Leitung: Christina Gansel (Ernst-Moritz-Arndt-Universität Greifswald), Heinrich Kaulen (Philipps-Universität Marburg), Angela Potowski (Lessing-Gymnasium Hoyerswerda), Michael Hametner (Mitteldeutscher Rundfunk)

Die Literaturkritik ist eine der wichtigsten Instanzen der Literaturvermittlung. Sie prägt die öffentliche Vorstellung davon, was Literatur ist, was sie sein kann oder sein sollte und wie einzelne Texte einzuschätzen sind. In ihrer didaktisch-vermittelnden Funktion stellt sie dem Publikum notwendige Informationen, Kriterien und Kompetenzen zur Rezeption ausgewählter Texte zur Verfügung und besitzt damit Relevanz auch für die Institutionen der Bildung und Erziehung. In ihrer didaktisch-sanktionierenden Funktion für Literaturproduzenten (z.B. Autoren und Verlage) erhebt Literaturkritik den Anspruch, durch Bewertungs- und Selektionsakte die Qualität von Literatur zu sichern und auf diese Weise die Grenzen des Systems zu markieren.
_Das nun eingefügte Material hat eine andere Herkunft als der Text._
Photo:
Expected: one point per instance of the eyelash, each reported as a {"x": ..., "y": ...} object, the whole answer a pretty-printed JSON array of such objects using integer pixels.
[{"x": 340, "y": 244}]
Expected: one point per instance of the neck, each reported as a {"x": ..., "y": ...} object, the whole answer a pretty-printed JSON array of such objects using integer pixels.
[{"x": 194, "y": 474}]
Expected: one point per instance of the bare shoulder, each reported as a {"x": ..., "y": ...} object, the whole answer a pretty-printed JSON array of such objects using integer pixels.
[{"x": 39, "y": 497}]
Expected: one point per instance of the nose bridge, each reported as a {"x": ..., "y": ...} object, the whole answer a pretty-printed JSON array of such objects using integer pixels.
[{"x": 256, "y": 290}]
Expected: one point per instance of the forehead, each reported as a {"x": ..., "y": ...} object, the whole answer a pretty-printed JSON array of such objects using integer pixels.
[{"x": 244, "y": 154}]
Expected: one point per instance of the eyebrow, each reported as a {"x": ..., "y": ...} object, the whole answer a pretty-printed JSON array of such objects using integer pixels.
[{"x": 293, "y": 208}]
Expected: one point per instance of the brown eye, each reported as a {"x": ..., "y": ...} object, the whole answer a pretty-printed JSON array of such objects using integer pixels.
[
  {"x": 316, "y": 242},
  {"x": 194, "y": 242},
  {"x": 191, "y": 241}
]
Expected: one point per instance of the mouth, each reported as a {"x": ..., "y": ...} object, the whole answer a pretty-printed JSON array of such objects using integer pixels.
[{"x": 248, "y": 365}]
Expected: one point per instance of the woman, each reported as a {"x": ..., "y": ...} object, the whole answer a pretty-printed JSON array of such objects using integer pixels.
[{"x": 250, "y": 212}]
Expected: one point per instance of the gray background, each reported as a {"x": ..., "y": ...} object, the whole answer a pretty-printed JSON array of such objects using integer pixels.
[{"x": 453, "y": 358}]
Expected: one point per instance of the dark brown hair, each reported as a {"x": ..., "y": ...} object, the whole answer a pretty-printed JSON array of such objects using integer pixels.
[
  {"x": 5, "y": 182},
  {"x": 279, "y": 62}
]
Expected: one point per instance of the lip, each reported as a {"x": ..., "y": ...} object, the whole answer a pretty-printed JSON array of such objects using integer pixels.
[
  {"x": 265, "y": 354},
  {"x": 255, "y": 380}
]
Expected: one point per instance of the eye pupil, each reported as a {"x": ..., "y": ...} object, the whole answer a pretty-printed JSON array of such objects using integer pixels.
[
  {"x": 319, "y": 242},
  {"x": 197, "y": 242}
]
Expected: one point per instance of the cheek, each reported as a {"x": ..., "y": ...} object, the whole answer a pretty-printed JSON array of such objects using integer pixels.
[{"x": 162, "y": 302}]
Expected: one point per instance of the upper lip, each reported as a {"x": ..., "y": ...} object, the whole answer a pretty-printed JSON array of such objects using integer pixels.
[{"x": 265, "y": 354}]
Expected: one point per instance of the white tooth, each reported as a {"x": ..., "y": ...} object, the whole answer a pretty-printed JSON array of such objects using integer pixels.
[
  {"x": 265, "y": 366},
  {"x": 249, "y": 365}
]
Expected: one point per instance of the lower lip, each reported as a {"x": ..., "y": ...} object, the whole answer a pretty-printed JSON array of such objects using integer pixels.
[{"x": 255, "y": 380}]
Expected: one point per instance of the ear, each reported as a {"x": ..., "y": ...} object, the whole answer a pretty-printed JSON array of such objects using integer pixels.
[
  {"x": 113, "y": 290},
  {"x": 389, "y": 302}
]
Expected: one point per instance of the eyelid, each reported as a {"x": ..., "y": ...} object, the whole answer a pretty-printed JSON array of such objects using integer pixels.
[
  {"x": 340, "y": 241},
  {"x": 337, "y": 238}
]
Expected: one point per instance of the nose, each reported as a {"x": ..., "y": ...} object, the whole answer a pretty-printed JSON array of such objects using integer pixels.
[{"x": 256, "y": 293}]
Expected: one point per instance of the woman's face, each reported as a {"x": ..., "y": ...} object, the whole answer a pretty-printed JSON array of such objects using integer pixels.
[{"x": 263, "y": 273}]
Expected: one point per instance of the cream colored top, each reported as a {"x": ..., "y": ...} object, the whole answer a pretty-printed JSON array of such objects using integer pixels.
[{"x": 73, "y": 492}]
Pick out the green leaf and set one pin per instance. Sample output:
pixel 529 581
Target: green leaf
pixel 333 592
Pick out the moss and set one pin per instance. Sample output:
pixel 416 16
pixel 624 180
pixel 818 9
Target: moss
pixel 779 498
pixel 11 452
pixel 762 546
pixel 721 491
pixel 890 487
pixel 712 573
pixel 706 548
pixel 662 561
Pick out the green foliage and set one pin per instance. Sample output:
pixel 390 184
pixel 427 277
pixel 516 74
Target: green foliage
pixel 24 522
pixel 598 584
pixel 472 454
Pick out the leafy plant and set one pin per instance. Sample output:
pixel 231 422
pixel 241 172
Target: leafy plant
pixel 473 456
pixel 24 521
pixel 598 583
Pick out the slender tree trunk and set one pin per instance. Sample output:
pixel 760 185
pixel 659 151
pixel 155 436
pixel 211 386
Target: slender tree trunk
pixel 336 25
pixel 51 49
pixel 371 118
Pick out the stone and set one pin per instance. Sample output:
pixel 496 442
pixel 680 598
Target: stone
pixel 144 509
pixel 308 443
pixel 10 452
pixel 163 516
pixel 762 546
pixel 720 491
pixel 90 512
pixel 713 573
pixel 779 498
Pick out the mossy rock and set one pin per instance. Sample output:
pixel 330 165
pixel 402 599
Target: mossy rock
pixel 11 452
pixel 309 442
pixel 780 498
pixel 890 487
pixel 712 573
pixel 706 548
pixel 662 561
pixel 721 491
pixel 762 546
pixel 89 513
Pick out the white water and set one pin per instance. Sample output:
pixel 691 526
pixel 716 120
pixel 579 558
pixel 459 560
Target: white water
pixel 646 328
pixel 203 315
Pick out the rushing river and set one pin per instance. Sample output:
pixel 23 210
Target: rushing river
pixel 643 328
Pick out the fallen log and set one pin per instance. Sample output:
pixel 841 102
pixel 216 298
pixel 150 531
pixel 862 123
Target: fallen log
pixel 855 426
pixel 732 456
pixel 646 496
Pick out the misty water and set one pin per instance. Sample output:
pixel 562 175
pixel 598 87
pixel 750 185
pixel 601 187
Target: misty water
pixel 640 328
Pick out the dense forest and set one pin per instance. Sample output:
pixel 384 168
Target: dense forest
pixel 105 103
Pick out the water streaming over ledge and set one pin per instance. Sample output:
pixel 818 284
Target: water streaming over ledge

In ihrer reflexions- und kommunikationsstimulierenden Funktion fördert sie zugleich die öffentliche Verständigung über Literatur.


Welche Funktionen Literaturkritik spätestens seit dem ausgehenden 18. Jahrhundert im Literatursystem erfüllt, hängt vom vertretenen Literaturbegriff ab wie auch von den gesellschaftlichen und historischen Kontexten. In der Literaturwissenschaft nimmt die Literaturkritik dennoch bis heute nur eine Randstellung ein. Erst in den letzten Jahren hat sie sich im Zuge einer stärkeren Praxisausrichtung an den germanistischen Fachbereichen in Lehre und Forschung ansatzweise etabliert.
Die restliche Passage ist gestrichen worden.